An expert in English language, a practitioner and researcher in Teaching English as a Foreign Language and Teaching English as a Second Language (TEFL/TESL), Professor Bolanle Akeredolu-Ale, has identified common mistakes that people make while communicating in English. The University Don, who is also the Chairperson, Committee of Deans and Directors (CODAD), as well as the Dean, College of Agricultural Management and Rural Development (COLAMRUD), Federal University of Agriculture, Abeokuta (FUNAAB), made this observation while delivering the 12th English Language Clinic Lecture of the Faculty of Arts, University of Ibadan, themed, “Differentiating Formal and Informal English in Writing”.

According to Professor Akeredolu-Ale, people speak and write in a variety of ways, saying students and individuals in the academia, should be able to differentiate between formal and informal writing styles, as well as know when to make use of a particular style. She decried a development such that students were fond of applying the informal style while making academic presentations, pointing out that formal writing styles were commonly used in textbooks, official documents, business letters, newsletters, reports, articles, dissertations, annual report, inaugural lectures, conferences, as against the informal or casual writing style, which were often used in the course of writing or making conversations with friends.

        She stated further that both styles were important in communicating, depending on the situation and circumstances, disclosing that “the way we write in academic and scientific settings, differ greatly from the way we write to a friend or close one. The tone, vocabulary, and syntax, all change as the occasion changes. This difference in the styles of writing is the difference between formality and informality, or the difference between formal and informal writing. You need to know formal English because you want to be able to read a book, give a business presentation or write an official letter. You also need informal English, because you want to be able to understand and communicate with other English language users or speakers in everyday situations”.


Emphasising on the importance of the English Language Clinic Lecture, Professor Akeredolu-Ale said, it was aimed at examining some of the common types of errors students often make during formal and informal usage of English language. “The first step is to be aware that errors can emanate from the usage of formal and informal English, the second step is to be able to recognise or identify the possible areas of problems, and the third step is to be able to correct the error by distinguishing between the two. The main objective of the Clinic is to create this awareness for proper usage. This exercise is expected to help students learn and understand the differences between the different levels of formal and informal English that are appropriate and inappropriate for different circumstances”, she added. 

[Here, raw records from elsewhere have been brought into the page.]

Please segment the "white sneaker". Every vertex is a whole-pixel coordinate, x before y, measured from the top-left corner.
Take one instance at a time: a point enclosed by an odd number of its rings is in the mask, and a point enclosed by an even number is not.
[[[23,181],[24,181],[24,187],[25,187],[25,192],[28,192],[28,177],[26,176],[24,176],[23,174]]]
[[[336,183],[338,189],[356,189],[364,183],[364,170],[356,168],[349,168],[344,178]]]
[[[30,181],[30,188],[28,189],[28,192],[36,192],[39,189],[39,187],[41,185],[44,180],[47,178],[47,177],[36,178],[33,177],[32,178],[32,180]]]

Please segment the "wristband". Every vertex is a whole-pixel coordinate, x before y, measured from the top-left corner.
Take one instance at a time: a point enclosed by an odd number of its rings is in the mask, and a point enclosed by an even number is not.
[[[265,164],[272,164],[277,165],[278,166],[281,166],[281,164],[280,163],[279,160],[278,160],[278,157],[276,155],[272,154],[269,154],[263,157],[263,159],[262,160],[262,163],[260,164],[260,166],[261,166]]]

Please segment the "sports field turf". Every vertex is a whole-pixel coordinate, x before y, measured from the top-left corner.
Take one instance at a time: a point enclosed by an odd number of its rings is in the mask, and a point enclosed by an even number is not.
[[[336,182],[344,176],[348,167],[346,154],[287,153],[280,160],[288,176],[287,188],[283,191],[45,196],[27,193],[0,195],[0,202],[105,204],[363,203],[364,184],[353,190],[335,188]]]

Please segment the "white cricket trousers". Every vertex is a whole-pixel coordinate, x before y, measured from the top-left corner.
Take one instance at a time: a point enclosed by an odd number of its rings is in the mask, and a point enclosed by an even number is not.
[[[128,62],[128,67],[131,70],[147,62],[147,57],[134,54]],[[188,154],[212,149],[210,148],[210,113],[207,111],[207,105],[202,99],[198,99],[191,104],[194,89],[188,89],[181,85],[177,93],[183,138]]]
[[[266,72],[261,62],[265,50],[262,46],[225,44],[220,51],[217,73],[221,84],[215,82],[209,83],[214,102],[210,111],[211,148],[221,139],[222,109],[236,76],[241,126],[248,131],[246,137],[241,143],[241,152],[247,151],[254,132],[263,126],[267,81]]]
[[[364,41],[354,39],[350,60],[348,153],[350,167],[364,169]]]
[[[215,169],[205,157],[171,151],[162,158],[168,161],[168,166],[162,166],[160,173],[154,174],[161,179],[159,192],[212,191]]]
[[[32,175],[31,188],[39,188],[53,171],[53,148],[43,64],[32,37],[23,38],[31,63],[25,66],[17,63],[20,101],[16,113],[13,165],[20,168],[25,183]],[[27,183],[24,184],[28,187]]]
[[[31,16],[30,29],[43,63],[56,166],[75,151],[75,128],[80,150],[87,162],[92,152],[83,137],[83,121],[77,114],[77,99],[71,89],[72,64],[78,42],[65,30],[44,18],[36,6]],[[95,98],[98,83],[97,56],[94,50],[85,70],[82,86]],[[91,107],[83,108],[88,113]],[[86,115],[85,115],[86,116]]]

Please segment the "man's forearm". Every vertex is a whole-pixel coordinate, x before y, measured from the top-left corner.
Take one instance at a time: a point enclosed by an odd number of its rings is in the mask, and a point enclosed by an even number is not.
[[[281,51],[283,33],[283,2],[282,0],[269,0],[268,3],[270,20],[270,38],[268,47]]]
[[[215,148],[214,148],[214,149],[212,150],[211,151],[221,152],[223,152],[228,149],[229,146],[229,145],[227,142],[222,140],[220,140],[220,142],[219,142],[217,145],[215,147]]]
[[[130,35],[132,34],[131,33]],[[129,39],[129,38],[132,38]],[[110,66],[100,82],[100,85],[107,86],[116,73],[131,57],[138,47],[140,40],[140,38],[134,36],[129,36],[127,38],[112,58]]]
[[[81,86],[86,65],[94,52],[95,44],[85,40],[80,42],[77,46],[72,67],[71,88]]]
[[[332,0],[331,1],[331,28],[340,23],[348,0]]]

Highlighting the common errors to be avoided when adopting the formal writing style, Professor Akeredolu-Ale said they included the use of slang, Internet and texting substandard languages, abbreviations, colloquial words or phrases, contradictions, first person pronouns, clichés, short and simple sentences and the use of imprecision, as she made case for a policy that would ensure that students in tertiary institutions are properly assessed based on the structure, tenses, lexis and grammar of their articles, rather than the contents.